Table of Contents Author Guidelines Submit a Manuscript
Journal of Applied Mathematics
Volume 2014, Article ID 369252, 11 pages
Research Article

Weighted Fusion Robust Steady-State Kalman Filters for Multisensor System with Uncertain Noise Variances

Department of Automation, Heilongjiang University, Harbin 150080, China

Received 18 November 2013; Accepted 7 March 2014; Published 30 April 2014

Academic Editor: Jong Hae Kim

Copyright © 2014 Wen-Juan Qi et al. This is an open access article distributed under the Creative Commons Attribution License, which permits unrestricted use, distribution, and reproduction in any medium, provided the original work is properly cited.

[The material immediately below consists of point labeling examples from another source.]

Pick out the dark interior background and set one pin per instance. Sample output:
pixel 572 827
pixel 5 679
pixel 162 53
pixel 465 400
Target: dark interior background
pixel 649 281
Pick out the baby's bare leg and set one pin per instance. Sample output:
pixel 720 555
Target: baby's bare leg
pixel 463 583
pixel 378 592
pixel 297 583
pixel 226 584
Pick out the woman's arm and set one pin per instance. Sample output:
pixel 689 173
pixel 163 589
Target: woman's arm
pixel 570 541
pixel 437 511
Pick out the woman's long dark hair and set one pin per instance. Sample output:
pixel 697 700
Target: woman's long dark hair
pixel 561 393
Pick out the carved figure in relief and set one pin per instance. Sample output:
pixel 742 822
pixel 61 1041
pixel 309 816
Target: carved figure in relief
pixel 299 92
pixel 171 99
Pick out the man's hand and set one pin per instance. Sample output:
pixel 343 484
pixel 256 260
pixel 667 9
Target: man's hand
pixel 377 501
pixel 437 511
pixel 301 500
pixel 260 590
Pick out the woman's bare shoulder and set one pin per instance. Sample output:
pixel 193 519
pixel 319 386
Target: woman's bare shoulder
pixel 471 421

A direct approach of designing weighted fusion robust steady-state Kalman filters with uncertain noise variances is presented. Based on the steady-state Kalman filtering theory, using the minimax robust estimation principle and the unbiased linear minimum variance (ULMV) optimal estimation rule, the six robust weighted fusion steady-state Kalman filters are designed based on the worst-case conservative system with the conservative upper bounds of noise variances. The actual filtering error variances of each fuser are guaranteed to have a minimal upper bound for all admissible uncertainties of noise variances. A Lyapunov equation method for robustness analysis is proposed. Their robust accuracy relations are proved. A simulation example verifies their robustness and accuracy relations.